The CaCO3 content of the sediment averages 38.8 wt%, varying between 15.2%–63.3%, and is positively correlated with L* reflectance and negatively correlated with natural gamma radiation (NGR). Total organic carbon (TOC), nitrogen (TN), and sulphur (TS) values in Site U1385 are generally low, with a mean value of 0.48 wt%, 0.005 wt%, and 0.115 wt%, respectively. Organic C/N ratios (mean 20.2 wt%) suggest that organic matter is marine dominated with higher terrestrial input in the upper 75 mbsf.

Bulk sediment geochemistry suggests that Ca is primarily biogenic carbonate, and because of the incorporation of Sr into biogenic carbonates, both elements show an inverse relationship with Al. Barium is weakly correlated with Al or Ca, likely due to the presence of barite. Manganese seems to be mainly associated with carbonate. Elemental ratios of Ca/Ti, Si/Al, Ti/Al, Zr/Al, K/Al, Sr/Ca, and estimated biogenic Ba are suggested as potential proxies of provenance, weathering, and productivity.

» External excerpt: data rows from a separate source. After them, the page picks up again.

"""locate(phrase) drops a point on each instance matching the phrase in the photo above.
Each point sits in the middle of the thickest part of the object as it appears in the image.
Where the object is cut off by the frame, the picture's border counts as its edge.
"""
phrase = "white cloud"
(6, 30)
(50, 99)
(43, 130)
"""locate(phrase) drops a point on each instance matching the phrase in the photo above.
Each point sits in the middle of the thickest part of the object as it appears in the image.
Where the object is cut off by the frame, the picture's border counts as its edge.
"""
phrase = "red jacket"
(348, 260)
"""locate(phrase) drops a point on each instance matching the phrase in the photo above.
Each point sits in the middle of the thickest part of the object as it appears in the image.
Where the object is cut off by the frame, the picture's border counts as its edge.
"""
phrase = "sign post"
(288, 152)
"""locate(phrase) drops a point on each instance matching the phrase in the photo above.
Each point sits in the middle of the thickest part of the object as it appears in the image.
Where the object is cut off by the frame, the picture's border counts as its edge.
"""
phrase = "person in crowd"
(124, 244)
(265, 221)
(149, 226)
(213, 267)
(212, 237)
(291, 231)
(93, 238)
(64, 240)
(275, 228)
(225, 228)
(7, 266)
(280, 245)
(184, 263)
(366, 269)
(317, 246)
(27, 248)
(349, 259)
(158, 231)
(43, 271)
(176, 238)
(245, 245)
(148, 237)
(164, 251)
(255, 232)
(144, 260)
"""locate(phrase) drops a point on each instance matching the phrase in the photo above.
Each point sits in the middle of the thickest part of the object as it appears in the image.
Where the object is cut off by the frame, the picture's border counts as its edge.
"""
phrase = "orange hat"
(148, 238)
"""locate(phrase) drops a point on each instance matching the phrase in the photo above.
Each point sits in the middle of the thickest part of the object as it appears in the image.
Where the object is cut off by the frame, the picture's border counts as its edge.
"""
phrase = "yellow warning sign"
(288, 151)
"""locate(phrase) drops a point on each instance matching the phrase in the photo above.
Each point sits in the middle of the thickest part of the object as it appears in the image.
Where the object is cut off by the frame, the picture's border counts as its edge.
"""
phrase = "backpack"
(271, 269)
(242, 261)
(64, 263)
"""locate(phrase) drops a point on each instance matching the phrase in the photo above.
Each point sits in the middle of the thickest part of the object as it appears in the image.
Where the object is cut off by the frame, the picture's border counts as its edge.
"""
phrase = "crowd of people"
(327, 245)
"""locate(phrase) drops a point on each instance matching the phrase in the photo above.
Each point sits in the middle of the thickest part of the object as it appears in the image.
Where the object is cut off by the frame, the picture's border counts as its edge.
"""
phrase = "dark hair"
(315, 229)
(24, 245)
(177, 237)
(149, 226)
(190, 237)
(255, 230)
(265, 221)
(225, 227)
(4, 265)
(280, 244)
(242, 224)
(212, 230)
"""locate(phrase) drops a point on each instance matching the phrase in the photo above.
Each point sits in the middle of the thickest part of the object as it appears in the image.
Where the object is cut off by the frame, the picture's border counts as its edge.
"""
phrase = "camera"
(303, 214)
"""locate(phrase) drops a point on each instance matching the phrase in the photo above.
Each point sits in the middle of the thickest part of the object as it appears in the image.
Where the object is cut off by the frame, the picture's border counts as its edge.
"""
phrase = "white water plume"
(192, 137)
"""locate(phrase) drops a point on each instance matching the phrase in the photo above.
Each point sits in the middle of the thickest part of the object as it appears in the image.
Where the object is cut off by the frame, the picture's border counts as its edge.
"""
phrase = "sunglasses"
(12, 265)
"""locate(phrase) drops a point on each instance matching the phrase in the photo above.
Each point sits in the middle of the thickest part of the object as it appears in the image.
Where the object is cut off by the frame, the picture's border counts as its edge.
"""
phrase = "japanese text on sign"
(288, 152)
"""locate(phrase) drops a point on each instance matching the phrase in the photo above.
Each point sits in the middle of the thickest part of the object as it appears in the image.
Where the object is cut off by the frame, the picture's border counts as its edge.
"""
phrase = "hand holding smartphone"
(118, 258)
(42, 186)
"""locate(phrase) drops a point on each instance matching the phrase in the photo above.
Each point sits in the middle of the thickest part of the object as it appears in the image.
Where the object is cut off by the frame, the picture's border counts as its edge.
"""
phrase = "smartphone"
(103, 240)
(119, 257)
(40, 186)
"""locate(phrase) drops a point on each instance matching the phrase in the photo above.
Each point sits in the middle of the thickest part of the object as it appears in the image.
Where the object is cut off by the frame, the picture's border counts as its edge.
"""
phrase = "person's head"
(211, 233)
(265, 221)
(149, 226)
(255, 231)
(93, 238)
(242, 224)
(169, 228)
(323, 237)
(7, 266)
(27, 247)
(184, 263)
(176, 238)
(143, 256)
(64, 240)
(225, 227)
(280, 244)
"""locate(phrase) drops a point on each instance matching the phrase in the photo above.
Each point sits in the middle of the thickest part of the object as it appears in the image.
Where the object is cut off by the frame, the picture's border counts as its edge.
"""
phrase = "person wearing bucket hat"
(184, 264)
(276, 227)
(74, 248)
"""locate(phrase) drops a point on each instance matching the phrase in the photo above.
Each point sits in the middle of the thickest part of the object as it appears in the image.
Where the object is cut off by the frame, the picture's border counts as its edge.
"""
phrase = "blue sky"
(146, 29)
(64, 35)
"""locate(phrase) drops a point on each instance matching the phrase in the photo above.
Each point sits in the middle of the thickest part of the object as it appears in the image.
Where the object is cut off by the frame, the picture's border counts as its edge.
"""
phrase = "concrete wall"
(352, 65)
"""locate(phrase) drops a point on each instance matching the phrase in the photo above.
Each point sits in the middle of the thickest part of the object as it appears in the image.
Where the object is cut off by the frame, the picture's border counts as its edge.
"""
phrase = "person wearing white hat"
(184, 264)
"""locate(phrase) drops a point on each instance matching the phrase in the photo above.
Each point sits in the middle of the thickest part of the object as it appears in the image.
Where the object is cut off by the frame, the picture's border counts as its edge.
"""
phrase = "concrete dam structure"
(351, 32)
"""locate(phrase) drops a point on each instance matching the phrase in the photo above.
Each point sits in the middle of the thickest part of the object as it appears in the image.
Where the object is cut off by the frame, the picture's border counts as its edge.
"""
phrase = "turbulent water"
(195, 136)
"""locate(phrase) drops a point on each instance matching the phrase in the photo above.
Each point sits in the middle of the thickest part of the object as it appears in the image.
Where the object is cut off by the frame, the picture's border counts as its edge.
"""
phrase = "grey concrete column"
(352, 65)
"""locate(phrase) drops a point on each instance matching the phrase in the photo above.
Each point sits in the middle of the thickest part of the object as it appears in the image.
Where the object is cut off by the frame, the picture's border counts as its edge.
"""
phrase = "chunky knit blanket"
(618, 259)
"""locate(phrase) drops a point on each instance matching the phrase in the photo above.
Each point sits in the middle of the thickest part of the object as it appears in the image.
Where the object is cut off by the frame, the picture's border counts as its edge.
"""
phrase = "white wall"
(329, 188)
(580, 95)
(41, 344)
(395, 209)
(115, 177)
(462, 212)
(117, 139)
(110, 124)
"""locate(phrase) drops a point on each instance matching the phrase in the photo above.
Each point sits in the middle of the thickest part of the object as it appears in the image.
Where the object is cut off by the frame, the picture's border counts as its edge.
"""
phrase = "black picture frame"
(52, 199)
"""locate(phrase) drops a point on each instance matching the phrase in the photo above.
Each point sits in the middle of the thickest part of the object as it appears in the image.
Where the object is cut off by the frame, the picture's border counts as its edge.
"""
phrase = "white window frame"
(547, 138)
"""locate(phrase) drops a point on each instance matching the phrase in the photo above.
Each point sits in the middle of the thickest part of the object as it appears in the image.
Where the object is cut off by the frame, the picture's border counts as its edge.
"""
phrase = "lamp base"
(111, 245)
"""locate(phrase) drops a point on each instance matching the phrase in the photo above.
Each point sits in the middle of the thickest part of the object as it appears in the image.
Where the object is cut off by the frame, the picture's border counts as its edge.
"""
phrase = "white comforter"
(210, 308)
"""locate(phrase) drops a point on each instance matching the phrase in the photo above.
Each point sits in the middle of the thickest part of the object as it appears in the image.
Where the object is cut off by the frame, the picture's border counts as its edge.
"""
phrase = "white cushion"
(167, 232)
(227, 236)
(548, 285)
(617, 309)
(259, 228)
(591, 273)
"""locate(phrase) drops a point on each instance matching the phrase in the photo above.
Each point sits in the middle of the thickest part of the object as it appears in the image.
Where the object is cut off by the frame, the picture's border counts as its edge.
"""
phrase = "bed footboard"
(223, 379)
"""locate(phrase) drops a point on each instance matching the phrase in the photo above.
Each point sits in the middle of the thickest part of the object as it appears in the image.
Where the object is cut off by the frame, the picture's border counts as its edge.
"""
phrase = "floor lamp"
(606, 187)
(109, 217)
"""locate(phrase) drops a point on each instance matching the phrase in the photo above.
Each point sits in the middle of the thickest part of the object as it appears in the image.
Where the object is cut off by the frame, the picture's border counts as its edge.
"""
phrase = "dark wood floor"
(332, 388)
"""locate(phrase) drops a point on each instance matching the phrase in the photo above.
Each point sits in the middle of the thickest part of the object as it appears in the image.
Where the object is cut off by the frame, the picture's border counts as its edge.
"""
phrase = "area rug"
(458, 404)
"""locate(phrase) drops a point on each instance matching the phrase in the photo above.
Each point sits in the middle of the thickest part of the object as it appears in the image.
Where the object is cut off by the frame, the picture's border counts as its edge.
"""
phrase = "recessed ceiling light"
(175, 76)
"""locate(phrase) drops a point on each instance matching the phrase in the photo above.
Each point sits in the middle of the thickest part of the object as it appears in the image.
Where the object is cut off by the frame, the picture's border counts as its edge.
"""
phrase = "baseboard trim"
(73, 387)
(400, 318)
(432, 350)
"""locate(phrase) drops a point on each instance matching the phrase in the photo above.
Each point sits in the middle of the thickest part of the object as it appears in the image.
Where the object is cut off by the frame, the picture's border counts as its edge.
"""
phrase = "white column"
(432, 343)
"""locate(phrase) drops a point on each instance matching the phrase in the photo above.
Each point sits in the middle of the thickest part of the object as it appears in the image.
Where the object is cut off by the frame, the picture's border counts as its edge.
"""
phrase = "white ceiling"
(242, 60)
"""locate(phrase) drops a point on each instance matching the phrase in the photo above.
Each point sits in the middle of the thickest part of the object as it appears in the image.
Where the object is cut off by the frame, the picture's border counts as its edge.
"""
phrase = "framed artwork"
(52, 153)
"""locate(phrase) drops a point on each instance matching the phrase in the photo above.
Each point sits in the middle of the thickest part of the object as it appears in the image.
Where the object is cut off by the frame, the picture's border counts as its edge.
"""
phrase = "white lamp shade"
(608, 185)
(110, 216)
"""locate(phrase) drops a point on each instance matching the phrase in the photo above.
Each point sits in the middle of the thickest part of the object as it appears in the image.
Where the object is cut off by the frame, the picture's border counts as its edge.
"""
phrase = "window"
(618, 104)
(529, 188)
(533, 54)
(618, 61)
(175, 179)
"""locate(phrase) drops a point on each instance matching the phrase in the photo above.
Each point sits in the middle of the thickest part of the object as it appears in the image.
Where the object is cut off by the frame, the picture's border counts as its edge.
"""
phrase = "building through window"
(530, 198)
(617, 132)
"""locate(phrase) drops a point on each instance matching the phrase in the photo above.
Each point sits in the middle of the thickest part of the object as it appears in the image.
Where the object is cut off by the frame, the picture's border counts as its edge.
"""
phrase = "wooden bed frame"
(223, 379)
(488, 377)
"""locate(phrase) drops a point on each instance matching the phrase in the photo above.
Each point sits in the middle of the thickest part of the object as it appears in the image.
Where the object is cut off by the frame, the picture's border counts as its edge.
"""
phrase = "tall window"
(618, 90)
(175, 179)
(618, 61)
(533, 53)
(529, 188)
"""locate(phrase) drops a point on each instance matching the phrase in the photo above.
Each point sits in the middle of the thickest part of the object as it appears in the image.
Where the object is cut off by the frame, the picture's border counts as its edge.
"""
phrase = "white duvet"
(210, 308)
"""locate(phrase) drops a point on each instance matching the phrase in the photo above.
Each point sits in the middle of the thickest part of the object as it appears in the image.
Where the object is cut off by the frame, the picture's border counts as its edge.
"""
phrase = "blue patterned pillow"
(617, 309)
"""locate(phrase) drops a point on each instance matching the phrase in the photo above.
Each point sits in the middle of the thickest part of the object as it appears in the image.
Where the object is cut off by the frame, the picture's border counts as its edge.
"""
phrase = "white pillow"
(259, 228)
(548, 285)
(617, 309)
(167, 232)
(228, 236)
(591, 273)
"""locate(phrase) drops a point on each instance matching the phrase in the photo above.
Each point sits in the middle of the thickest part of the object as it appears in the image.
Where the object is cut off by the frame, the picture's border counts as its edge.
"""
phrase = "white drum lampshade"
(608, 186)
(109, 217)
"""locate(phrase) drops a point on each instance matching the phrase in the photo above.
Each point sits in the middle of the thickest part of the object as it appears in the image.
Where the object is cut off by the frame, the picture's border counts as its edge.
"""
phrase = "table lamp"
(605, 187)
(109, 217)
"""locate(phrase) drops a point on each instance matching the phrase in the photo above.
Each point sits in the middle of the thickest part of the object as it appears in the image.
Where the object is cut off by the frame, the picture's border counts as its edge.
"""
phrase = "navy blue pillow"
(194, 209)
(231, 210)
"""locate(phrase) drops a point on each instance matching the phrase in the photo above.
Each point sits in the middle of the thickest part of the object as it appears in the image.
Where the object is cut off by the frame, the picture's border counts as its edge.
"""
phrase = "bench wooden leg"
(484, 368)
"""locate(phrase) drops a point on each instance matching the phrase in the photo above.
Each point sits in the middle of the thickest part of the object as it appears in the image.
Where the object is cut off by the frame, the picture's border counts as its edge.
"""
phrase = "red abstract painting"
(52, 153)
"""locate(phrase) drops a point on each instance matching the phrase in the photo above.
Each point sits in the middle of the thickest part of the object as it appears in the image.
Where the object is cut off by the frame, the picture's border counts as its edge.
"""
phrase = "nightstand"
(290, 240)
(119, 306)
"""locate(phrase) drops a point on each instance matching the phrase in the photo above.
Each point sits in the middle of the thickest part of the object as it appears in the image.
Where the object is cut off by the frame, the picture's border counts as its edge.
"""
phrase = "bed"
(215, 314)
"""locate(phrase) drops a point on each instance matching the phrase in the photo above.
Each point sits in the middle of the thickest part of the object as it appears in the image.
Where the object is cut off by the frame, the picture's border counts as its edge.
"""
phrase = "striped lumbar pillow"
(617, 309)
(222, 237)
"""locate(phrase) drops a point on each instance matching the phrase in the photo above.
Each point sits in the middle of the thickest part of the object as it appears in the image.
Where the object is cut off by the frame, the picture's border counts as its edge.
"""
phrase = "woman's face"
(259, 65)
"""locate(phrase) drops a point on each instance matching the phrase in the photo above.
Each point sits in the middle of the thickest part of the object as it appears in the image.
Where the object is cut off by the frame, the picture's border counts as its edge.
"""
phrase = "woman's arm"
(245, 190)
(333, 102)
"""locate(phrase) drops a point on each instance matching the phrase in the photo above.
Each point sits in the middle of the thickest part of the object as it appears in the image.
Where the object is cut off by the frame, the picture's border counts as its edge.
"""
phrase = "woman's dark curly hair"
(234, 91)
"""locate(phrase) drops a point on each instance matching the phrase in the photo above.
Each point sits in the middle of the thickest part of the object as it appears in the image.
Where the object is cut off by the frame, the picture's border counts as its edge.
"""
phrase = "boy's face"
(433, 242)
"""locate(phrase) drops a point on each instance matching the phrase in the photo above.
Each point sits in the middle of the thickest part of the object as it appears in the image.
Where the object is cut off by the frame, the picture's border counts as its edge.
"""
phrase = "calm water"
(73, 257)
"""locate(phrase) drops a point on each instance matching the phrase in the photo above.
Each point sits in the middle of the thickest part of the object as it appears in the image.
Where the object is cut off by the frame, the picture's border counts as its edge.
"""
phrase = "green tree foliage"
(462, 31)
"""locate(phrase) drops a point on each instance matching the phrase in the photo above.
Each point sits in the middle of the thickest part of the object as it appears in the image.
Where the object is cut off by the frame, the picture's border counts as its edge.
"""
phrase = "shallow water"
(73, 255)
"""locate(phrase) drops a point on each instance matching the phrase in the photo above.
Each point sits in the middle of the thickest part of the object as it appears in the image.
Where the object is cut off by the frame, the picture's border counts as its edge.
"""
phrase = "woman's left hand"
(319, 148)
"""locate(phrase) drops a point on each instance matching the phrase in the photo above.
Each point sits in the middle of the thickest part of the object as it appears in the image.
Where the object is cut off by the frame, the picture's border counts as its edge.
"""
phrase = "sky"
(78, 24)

Physical properties data acquired from whole-round measurements follow those from split-core measurements. A decline in magnetic susceptibility (MS) in the upper 50 m follows sulfate reduction in the sediment pore waters, suggesting that H2S from sulfate reduction reacts with Fe in magnetite to produce iron monosulfides and pyrite. The cyclic variations in MS, NGR, and L* color reflectance parameter values are particularly strong throughout all holes at Site U1385, showing lower MS and NGR values in carbonate-rich sediments with higher L* values, and higher MS and NGR values in clay-rich sediments with lower L* values. The gradual increasing trend of bulk densities, thermal conductivity, and P-wave velocities, and the decreasing trend in porosity are attributed to the compaction of sediments with depth. The X-ray images revealed the presence of authigenic minerals, gas expansion, and drilling disturbance.

Stratigraphic correlations between holes at Site U1385 were accomplished using Correlator software. Tie points were established using the L* color reflectance parameter, whole-round MS, and the blue color channel extracted from the core images (RGB-blue). We constructed a splice from 0 to 452.7 m CCSF-A using all five of the newly drilled holes at the site (U1385F, U1385G, U1385H, U1385I, and U1385J). The data from Site 397-U1385 will be integrated postcruise with Holes 339-U1385A to U1385E to produce a common splice. The Pliocene sequence correlates cycle-for-cycle to Sites U1586 and U1587.